Vitamin E seemed to be inefficient in suppressing ROS formation by both metals. ROS are considered to be important in Ni toxicity and mutagenicity, therefore, the observation that vitamin E did not suppress ROS produced by NiCl₂ was in line with our previous findings that vitamin E did not inhibit chromosomal aberrations or mutagenesis in cells exposed to soluble nickel chloride(22, 23). However, vitamin E was somewhat effective at inhibiting the effects of carcinogenic water insoluble nickel sulfide particles (23).
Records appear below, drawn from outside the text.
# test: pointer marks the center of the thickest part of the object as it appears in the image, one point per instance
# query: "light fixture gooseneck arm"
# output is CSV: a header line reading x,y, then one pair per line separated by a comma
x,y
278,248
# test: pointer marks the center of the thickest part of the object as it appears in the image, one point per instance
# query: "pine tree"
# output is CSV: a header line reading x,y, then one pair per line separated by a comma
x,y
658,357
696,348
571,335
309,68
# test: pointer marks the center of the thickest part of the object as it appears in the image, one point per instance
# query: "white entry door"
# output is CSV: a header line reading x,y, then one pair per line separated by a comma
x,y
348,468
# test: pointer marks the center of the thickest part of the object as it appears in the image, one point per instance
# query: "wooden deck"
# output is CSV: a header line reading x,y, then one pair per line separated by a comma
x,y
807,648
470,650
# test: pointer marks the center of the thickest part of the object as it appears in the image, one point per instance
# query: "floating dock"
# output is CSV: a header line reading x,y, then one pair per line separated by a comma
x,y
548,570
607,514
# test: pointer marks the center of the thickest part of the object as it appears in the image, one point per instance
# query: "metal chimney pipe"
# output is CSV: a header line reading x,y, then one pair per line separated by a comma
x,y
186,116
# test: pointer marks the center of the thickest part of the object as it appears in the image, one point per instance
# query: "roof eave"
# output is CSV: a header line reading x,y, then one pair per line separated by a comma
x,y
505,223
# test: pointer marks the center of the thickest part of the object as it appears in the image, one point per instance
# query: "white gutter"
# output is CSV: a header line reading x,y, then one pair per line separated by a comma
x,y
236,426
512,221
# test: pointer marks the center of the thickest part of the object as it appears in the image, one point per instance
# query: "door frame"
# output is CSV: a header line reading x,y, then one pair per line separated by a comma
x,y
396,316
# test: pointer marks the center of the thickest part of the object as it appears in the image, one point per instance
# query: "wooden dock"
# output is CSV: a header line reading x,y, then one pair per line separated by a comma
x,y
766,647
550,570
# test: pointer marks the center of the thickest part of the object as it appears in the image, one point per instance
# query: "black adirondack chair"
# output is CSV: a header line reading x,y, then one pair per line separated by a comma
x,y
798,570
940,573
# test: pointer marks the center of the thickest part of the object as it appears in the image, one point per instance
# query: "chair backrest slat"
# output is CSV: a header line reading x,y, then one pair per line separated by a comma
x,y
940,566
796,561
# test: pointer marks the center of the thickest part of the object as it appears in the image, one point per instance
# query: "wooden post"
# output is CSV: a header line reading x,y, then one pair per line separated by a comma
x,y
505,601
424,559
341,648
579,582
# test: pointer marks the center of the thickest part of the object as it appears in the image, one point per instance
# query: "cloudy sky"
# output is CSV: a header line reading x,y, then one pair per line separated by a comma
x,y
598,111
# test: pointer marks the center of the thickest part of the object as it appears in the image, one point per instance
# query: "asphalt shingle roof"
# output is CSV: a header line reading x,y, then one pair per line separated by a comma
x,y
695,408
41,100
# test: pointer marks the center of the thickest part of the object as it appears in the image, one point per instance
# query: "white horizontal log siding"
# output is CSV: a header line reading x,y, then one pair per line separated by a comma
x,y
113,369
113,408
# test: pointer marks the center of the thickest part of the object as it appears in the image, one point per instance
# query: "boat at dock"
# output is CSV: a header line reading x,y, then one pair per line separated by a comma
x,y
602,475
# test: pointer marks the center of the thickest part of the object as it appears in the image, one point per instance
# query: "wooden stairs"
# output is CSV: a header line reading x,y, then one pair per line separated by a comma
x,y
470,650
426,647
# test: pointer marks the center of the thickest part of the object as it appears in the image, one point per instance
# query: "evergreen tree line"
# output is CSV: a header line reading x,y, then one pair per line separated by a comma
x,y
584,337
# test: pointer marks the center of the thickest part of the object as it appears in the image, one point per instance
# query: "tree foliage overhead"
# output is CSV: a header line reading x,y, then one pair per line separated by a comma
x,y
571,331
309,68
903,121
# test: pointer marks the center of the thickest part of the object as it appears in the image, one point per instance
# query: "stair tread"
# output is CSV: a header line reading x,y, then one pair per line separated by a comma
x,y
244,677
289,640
The role of ROS in the activation of HIF-1 is not clear (for review see Refs. 1 and 7). It was suggested that changes in cellular redox state signaled an activation of HIF-1 (24, 25). The fact that transition metals induced hypoxia-related genes and produced ROS in cells is not teleologically consistent with the observed induction of hypoxic genes by the free radical scavenger DFX (26). Our results suggested that the role of ROS related to HIF-1 activation may have been overstated. From the experiments shown here, we conclude that ROS were, indeed, generated in cells exposed to metals that induce hypoxic genes, but it was unlikely that they participated in the hypoxic signal transduction pathways. A similar observation was made by Hohler et al.(27), who found that ROS production was increased in PC12 cells during hypoxia but was not the cause of the hypoxia-driven tyrosine hydroxylase mRNA formation.

In summary, we concluded that ROS production was increased during exposure of A549 cells to Ni or Co, however, ROS were not involved in HIF-1 activation and did not cause up-regulation of Cap43. It is possible that these metals substituted for Fe in the oxygen sensor and thereby activated HIF and subsequently Cap43.